The Lighthouse is both a confusing and straightforward movie to watch, and that’s not necessarily a bad thing. Robert Eggers’ black and white nautical horror doesn’t really have a plotline — The Lighthouse veers and gains momentum with little warning, relying on the weather, the sea, and the sanity of its characters for direction. But at the end of the day, the movie only has three characters: Thomas Wake (Willem Dafoe), Ephraim Winslow (Robert Pattinson), and a mermaid (Valeriia Karaman) whose limited screentime consists of some haunting, some beach sex, and not much else. Moreover, the story is exceedingly simple: Two lighthouse keepers drive each other past the point of sanity while stuck on a lonely island, tasked with the responsibility of keeping the lighthouse lit against a backdrop of raging winds and waters and aggressive seagulls, with only each other for company.
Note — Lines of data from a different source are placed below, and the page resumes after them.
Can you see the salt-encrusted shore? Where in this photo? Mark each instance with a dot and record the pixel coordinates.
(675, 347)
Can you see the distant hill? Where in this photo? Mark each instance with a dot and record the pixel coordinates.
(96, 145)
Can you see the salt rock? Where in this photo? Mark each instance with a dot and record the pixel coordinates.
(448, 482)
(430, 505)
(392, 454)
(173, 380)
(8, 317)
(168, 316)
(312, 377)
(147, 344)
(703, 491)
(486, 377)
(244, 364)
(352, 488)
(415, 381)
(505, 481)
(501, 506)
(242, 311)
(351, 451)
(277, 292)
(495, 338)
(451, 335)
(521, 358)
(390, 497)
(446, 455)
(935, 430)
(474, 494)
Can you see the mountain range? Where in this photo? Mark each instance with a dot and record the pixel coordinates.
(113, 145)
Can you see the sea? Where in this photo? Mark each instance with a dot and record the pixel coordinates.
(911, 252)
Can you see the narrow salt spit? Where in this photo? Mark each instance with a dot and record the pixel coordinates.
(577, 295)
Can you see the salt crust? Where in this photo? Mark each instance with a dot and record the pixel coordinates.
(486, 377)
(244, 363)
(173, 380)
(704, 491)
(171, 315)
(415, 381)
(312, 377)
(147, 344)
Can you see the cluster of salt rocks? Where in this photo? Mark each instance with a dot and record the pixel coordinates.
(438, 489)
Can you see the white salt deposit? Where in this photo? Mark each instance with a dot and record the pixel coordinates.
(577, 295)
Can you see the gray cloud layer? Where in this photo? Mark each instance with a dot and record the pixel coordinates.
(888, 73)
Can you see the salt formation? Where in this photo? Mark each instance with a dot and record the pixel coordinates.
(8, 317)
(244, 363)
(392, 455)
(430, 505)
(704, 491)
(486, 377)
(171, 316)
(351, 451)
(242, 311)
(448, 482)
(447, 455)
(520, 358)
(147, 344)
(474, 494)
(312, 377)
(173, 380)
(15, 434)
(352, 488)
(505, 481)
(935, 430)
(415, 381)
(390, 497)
It doesn’t seem like Eggers is trying to make a movie with a neat arc or purpose. The lack of structure is part of its charm. But that means so much of The Lighthouse depends on Dafoe and Pattinson’s performances, which intensify as the film progresses. In the start, Pattinson’s countenance sometimes edges on boredom when it needs anger. But as Winslow starts to grow suspicious of Wake, the ocean, and even reality, Pattinson starts to push through the veneer, gradually escalating his movements and expressions with frenetic intensity. The Lighthouse shows off what’s been clear about Pattinson since his most iconic role as a stoic vampire: He’s a talented, multifaceted actor.
Aside from witnessing Pattinson and Dafoe scream, drink, and lose their minds together, there isn’t much methodology behind The Lighthouse’s structure — save for a somewhat sloppy seagull motif that attempts to find relevance in the film, but fails. Seagulls do show up sparingly for some confusing moments: Winslow beats a particularly malicious one to death in a moment that borders on black comedy and plain gruesomeness.
But the seagulls are more of a red herring than anything — the real star is the water, and how Eggers commands the natural element for his narrative. Vomit mixes with rain, shit and piss spray in the salty air, the sea looms gray and large and terrifying. As Wake and Winslow’s own mental stability starts to deteriorate along with the quaint peace of the uninhabited island, the water elevates the chaos.
It’s really impressive for The Lighthouse, which has given itself very little terms to work with, cutting color out of the equation entirely with its black and white palette. The Lighthouse uses framing techniques and stark shadows, but sometimes it’s questionable whether or not the black and white is the best option for The Lighthouse. What is it really bringing to the film, other than a vague historical atmosphere? Would adding creamy grays and sea-green hues to the fog and ocean have detracted from the horror? Or is the strangely anachronistic style choice actually useful?
But color isn’t the only tool filmmakers have. Sound engulfs the film in terror in more ways than one. Sharp audio transitions act as their own pseudo jump scares, and a foghorn revertebrates throughout the film like a haunt. There’s so much care being put into the sound of The Lighthouse that it feels like a spectacle in itself. As Winslow screams into the air, the sea, the nothingness, a foghorn replaces his voice, ringing through the space with its own kind of warning.